Converting result of round or floor as Int in Metal

I’m trying to get into GPU programming and I’m trying to write a simple kernel that calculates the correlation function of an image. I’ve run into a problem where I cannot convert the result of the round or floor functions to an Int.

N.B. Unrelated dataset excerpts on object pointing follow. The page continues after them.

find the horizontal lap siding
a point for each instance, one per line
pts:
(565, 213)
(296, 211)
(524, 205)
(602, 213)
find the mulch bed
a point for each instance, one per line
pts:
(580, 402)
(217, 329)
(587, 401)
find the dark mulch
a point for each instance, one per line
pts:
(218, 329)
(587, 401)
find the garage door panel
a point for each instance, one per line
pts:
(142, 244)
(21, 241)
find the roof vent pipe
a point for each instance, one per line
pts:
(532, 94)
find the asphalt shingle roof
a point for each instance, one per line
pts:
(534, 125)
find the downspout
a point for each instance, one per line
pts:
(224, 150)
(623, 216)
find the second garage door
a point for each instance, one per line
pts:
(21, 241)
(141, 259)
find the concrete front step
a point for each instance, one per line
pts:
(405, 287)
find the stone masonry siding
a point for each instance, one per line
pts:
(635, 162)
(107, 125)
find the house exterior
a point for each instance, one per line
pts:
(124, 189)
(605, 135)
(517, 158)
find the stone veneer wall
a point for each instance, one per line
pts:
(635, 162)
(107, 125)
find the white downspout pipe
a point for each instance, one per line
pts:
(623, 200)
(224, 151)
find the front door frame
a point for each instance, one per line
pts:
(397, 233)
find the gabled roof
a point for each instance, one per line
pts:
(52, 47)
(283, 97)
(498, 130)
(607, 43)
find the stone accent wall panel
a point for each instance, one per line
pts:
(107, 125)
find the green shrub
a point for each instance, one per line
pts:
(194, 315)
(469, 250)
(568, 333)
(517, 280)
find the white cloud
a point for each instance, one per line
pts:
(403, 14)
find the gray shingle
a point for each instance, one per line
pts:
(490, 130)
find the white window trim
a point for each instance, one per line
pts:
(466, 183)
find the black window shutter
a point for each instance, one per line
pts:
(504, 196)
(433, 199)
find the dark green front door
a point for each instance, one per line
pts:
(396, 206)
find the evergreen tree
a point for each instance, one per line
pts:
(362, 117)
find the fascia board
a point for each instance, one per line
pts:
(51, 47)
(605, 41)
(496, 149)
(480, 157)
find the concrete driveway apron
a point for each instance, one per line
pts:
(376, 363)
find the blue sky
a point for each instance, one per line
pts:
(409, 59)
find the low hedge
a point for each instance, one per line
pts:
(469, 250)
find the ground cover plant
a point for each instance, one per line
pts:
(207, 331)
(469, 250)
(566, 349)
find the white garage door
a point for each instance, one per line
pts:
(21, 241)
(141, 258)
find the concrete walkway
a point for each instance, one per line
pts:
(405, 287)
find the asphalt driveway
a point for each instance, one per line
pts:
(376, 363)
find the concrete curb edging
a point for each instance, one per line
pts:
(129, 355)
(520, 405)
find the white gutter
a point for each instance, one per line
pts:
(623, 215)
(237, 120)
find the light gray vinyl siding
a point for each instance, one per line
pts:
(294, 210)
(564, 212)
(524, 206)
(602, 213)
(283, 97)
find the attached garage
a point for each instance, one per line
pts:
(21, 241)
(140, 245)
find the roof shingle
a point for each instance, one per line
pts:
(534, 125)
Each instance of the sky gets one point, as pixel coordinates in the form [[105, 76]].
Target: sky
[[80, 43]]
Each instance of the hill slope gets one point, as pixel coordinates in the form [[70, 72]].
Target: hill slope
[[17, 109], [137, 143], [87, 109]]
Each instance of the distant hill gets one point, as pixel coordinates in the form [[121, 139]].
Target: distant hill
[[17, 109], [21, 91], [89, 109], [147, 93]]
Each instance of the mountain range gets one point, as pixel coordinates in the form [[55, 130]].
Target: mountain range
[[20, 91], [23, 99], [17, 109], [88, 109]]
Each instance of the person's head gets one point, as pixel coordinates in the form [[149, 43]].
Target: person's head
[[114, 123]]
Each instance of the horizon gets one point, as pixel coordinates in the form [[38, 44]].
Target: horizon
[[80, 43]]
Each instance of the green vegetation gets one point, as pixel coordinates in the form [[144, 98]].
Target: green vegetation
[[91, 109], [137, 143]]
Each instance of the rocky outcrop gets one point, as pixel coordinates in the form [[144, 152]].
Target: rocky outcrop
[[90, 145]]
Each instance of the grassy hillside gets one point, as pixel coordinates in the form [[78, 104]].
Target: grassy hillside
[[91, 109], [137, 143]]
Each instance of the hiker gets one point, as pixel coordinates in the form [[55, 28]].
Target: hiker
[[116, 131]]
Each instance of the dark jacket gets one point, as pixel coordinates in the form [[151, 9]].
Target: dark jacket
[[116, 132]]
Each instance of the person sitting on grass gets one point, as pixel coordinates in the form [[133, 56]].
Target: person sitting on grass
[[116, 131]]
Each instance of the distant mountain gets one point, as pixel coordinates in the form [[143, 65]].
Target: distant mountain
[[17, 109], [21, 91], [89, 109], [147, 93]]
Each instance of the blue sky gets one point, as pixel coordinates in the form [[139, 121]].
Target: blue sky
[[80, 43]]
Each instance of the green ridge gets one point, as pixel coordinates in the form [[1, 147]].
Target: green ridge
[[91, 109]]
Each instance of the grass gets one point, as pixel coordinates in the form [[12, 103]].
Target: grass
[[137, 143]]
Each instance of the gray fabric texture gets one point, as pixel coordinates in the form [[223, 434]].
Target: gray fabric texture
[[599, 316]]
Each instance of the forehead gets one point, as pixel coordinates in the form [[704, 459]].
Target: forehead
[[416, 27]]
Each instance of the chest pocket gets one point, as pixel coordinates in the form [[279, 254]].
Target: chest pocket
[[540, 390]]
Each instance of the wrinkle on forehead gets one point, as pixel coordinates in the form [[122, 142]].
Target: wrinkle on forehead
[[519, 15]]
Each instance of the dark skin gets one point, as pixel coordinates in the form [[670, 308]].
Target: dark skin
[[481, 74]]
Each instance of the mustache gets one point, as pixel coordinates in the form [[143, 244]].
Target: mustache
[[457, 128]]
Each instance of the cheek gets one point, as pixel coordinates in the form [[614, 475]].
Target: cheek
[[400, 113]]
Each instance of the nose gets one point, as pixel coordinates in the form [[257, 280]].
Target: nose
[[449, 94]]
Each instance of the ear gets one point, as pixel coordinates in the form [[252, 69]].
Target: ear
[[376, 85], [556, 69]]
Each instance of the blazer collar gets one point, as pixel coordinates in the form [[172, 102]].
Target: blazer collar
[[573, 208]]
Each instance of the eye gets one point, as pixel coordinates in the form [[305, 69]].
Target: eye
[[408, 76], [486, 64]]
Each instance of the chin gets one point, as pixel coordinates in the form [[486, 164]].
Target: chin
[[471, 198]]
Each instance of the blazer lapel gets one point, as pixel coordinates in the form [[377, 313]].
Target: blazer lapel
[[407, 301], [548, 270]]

If I try to do the following as a very simple prototype

result = MtlArray(zeros(Int32, 10))

function test(result)
    i = thread_position_in_grid_1d()
    i1 = 1.f0
    i2 = 3.3f0
  
    result[i] = Int32(round(i1+i2))

    return
end

@metal threads = 10 groups = 1 test(result)

And run it, I get the following. Why is this not possible?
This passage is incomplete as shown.